In das Thema "Familienurlaub" sollen auch die Angebote der „Familienfreundlichen Orte und Betriebe“, von „Landurlaub“ und „Ferien auf dem Bauernhof“ integriert und stärker unter der Dachmarke Schwarzwald positioniert werden. Dazu gehören auch SchwarzwaldCard und andere Vorteilskarten sowie Konus und RIT-Ticket.

Kultur als drittes neues Thema soll den Beitrag der Städte zum Gesamterlebnis Schwarzwald herausstellen.

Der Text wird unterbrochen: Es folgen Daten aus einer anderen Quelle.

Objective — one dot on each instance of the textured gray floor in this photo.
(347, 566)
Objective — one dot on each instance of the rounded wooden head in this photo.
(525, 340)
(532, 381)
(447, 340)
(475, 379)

Die vielen hochwertigen Kulturangebote in der Region sollen stärker als bisher auch als Teil der Dachmarke propagiert werden.

Modifikationen bei den bisherigen Profilthemen

Das bisherige Thema "Wellness" wurde um "Thermen und Gesundheit" erweitert, um auch die besondere Kompetenz in Sachen Gesundheitsurlaub, die Vielzahl der Heil- und Thermalbäder sowie Thermen noch stärker herauszuarbeiten.

Das Thema Essen und Trinken wurde erweitert auf "Regionale Spezialitäten". Damit sollen auch die typischen Produkte der Region von Schinken bis Käse, Bier bis Wein, Wasser bis Schnaps stärker auf die Marke Schwarzwald einzahlen.

Die Umbennung des Profilthemas Mountainbike in "MTB/Rad fahren" signalisiere eine Schwerpunktverschiebung: Neben den Mountainbikern sollen künftig stärker das Genussradfahren und das Radfahren mit Familie in den Vordergrund rücken.    

Neue Strukturen für die Marktbearbeitung

STG-Geschäftsführer Christopher Krull kündigte an, dass den Profilthemen künftig themenspezifische Pool-Arbeitskreise mit einer Expertengruppe zugeordnet werden sollen. Sie treiben das jeweilige Thema nicht nur für ihre Mitglieder, sondern für die gesamte Region voran, definieren die Qualitätskriterien und kontrollieren deren Einhaltung. Die STG benenne zu jedem Thema einen Themenmanager und beteilige sich an den Pool-Arbeitskreisen mit eigenen Finanzmitteln. Krull: „Wir können so mit starken Partnern in der Region die Themen leichter voranbringen und die Märkte gezielter bearbeiten."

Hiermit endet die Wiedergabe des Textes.